The Surrogate Objective Function's main purpose is to keep policy updates within a trust region (to ensure stable training), using clipping within the range [1 - ϵ, 1 + ϵ], where ϵ is the hyperparameter that determines the allowed deviation between the new and old policy. The Probablity Ratio is primarily how the algorithm compares the current policy, πθ, and the previous policy, πθ old. By simply dividing the probability that the current policy chooses action a_t in some state s_t by the probability that the old policy chooses the same action in that state, we can quantify how much the input action influenced the policy. A resultant value greater than 1 indicates the action a_t in the state s_t is more likely than the average action, and is therefore better. Conversely, a value less than 1 means the action is worse. Genralized Advantage Estimation (GAE) is used to calculate advantage, a measure of how much better (or worse) an action is in comparison to the expected return from the current policy, AKA the average action. At a high level, GAE significantly reduces variance (policy updates that are too large) while maintaining a tolerable level of bias (maintaining aspects of the current policy).

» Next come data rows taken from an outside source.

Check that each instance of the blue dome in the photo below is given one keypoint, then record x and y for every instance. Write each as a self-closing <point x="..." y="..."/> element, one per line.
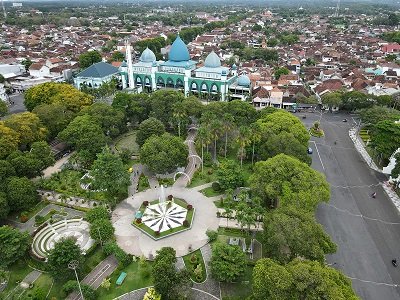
<point x="147" y="56"/>
<point x="212" y="61"/>
<point x="244" y="80"/>
<point x="179" y="51"/>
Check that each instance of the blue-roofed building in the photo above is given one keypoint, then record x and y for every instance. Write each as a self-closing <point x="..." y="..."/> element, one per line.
<point x="210" y="81"/>
<point x="95" y="75"/>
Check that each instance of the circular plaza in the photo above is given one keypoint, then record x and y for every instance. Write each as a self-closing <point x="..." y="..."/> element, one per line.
<point x="162" y="217"/>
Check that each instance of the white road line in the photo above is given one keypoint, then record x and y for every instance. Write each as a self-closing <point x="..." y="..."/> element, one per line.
<point x="318" y="155"/>
<point x="361" y="216"/>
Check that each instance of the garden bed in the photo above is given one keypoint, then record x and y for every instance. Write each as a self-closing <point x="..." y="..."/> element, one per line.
<point x="194" y="263"/>
<point x="156" y="235"/>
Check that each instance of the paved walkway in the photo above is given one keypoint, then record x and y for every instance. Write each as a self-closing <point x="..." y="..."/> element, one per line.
<point x="29" y="225"/>
<point x="360" y="147"/>
<point x="97" y="275"/>
<point x="135" y="242"/>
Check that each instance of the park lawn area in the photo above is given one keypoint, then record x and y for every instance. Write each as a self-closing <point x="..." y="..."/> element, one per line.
<point x="200" y="178"/>
<point x="240" y="289"/>
<point x="68" y="182"/>
<point x="17" y="272"/>
<point x="134" y="280"/>
<point x="149" y="231"/>
<point x="127" y="141"/>
<point x="29" y="213"/>
<point x="209" y="192"/>
<point x="190" y="266"/>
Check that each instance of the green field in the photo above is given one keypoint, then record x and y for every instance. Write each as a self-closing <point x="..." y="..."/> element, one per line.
<point x="127" y="141"/>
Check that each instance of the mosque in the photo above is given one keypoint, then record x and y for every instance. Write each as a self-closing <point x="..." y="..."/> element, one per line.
<point x="179" y="72"/>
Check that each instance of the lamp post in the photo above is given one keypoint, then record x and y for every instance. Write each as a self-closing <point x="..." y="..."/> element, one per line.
<point x="73" y="264"/>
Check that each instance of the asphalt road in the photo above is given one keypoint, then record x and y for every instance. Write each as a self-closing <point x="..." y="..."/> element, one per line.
<point x="366" y="230"/>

To preprocess game frames, we passed them to the Frame Stacker, Observer, Action Mapper, and Frame Skipper.
The Frame Stacker was used so the agent could recognize a time dimension. The Frame Observer was used to feed game snapshots into a Convolutional Neural Network (CNN) reducing feature dimensionality, therby speeding up training. The Action Mapper was used to create a discrete one-hot encoded action space. The Frame Skipper was used to periodically skip frames, allowing for faster training and less overfitting.
The preprocessed frames were passed to a Convolutional Neural Network to extract features. These features were passed to the fully connected layers which outputed the a probality distribution over the actions and a estimated value of the current state. The stochastic nature of the model outputs helped to balance the exploration-exploitation tradeoff.

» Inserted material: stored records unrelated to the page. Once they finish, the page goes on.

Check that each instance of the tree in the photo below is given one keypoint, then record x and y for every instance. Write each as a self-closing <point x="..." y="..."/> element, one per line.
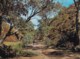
<point x="77" y="5"/>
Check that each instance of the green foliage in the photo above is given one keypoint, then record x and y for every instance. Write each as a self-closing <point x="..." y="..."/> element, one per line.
<point x="29" y="53"/>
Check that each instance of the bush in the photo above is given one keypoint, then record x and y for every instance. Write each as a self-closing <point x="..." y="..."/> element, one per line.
<point x="29" y="53"/>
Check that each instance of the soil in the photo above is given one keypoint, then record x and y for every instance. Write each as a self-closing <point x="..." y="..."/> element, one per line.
<point x="51" y="54"/>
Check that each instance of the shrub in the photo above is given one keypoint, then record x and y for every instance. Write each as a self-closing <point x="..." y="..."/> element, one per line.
<point x="29" y="53"/>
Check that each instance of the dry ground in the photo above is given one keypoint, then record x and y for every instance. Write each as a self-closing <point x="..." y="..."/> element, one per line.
<point x="51" y="54"/>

Due to initial hyperparameters, the agent got stuck on the loop obstacle. This meant that it was entering an exploitation phase too early, so to encourage more initial exploration, we increased entropy and reduced the learning rate.
Our initial results, using a reward function that did not punish lack of progess, resulted in a 43% winrate.
To further control the exporation-exploitation tradeoff, we used a 3 pass method. The first pass did not punish lack of progress, the second did punish lack of progress, and the third added additional reward for faster completion times. This 3 pass method yielded a 78% winrate.
To validate our results, we retrained agents using each of the reward functions, individually. We found that the pass 3 reward function yielded the same results as our 3 pass method.
Using only the pass 3 reward function, we achieved a similar winrate as before.
We want AI-agents that can discover like we can, not which contain what we have already discovered. Through the work conducted in this project, we learned that implementing human ingenuity should not be the focus of practioning AI, but rather the focus should be on the learning process itself.